Gita a Crespino del Lamone
Ieri ci siamo aggregati all’Associazione dei genitori di Castel Bolognese promotori di una escursione a piedi a Crespino del Lamone. Abbiamo fatto questo percorso: in treno da Faenza (partenza ore 8,20) fino a Crespino. Da qui a piedi, su fino alla Capanna dei Prati Piani (sentiero 531), poi a sinistra lungo il 551, fino ad incontrare il 547, percorrendo il quale siamo discesi a Crespino giusti in tempo per prendere il treno della 14,44 che ci ha riportati a Faenza.
Una bella gita che racconto così.
Biglietti alla Stazione di Faenza (AR poco meno di 9 euro a persona), personale cortese, macchine piuttosto lente.
Treno – del compartimento toscano – pulito, accogliente, con aria condizionata e display informativo, spazio bici, puntuale.
Riposante vista sulla verdissima valle del Lamone, un tesoro naturalistico ed ambientale.
Crespino, 30 famiglie che non hanno paura della solitudine e che resistono; bar-bottega aperto con gradita sosta sia all’andata che al ritorno.
Si sale, prima su sentiero e poi su stradello fin dopo al passo sopra a Bibbiana, con la bella sorpresa di vedere tante mucche al pascolo.
Poi si prende il sentiero su un bellissimo crinale di arenaria e roccette fino ad inerpicarsi con piccoli tratti dove occorre aiutarsi con le mani (1° grado?).
I ragazzini si mostrano disciplinati, bravi e coraggiosi, e anche gli adulti pur in presenza di un vento che spirava fortissimo, fino a farci barcollare. Qualche leggero scricchiolio – non solo alle ginocchia – solo a fronte delle folate più violente, nei passaggi più delicati; ma tutto superato con la solidarietà del gruppo e lo spirito delle persone serene.
Ai bordi del sentiero, due ali di piante in fiore: ginestre, gigli “martagone”, borragine e tantissime altre essenze. In mezzo al sentiero cacche di volpe.
L’erba alta, mossa dal vento, ci ha, a volte massaggiato con dolcezza, altre volte sferzato con violenza. Comunque, a pensarci bene, una bella sensazione.
Dopo il miraggio della capanna, la capanna reale (finalmente); 500 metri, il dislivello in salita.
E’ aperta, accogliente, non troppo curata; ma chi deve curarla se non chi la visita e se ne serve ogni giorno?
Accendiamo il fuoco ed arrostiamo salsiccia. Allegria.
Ritorno.
Ottimo sentiero, quasi pianeggiante nella prima parte.
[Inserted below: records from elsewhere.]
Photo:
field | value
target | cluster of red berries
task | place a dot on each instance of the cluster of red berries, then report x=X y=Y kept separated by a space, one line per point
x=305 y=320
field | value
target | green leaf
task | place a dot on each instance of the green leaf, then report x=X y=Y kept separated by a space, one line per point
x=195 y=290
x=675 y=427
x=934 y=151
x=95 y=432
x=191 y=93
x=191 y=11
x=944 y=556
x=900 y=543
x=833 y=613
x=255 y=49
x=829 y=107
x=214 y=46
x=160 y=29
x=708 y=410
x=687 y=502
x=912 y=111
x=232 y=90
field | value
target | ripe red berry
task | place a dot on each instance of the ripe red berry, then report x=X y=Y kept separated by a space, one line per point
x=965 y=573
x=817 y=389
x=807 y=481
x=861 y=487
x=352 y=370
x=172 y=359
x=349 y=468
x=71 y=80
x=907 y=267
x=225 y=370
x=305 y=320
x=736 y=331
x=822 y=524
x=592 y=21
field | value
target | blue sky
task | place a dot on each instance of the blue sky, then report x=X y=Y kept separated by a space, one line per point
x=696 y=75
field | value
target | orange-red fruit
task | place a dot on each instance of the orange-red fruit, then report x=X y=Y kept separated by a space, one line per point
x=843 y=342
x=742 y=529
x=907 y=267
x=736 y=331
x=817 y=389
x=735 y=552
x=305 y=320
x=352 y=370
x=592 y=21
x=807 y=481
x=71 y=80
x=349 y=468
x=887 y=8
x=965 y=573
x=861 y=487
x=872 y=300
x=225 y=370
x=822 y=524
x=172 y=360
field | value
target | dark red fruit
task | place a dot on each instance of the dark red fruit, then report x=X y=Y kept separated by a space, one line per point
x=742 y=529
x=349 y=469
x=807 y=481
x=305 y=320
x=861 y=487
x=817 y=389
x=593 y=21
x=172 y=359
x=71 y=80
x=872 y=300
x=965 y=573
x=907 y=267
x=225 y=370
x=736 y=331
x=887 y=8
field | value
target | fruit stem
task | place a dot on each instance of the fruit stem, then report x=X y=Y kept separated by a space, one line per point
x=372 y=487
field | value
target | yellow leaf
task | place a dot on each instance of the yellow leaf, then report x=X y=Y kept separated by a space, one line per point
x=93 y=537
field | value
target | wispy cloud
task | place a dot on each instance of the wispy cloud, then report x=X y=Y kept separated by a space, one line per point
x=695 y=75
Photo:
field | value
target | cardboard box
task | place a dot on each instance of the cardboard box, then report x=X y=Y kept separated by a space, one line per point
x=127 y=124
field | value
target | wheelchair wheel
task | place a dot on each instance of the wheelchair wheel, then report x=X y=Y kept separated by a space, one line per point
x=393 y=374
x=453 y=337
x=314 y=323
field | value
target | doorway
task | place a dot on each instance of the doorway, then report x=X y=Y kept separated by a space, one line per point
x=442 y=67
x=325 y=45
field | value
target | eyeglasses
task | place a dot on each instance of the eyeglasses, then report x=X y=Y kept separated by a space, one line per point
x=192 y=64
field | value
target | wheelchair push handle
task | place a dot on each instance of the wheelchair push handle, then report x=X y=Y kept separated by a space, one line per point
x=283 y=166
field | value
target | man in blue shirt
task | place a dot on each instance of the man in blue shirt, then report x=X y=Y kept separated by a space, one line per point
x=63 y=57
Poi i leggeri saliscendi per superare le creste che formano il rio della Bedetta.
Qualche ruscello con poca acqua… e prova di tenuta delle scarpe.
Un lungo tratto sotto una bellissima, fitta faggeta; pare sera, clima fresco e generale apprezzamento.
Qualcuno sente odore di funghi, cominciano i fuori pista.
Qualche gialletto, poche russole aurate, alcune amanite, una mazza, un porcinello.
Poi il sentiero taglia un campo di fieno sopra Casaglia e si presenta abbastanza (troppo) invaso da rovi.
Arriva una pineta – che a queste latitudini ci sta come i cavoli a merenda -, torna il caldo.
Ora scende, di brutto… e si nutre di alcune ginocchia scricchiolanti.
Infine l’asfalto, le prime case del borgo … e il bar che ancora ci aspetta, non invano. Ci incuriosisce la scritta sulla porta. In un prossimo fine settimana qualcuno -probabilmente emigrato al nord- tornerà a festeggiare un battesimo. Tutta la popolazione è invitata al rinfresco al bar.
La signora ci saluta e ci invita a tornare.
Ritorno in treno come all’andata.
Alla Stazione di Faenza tutti felici e sereni. E la prossima?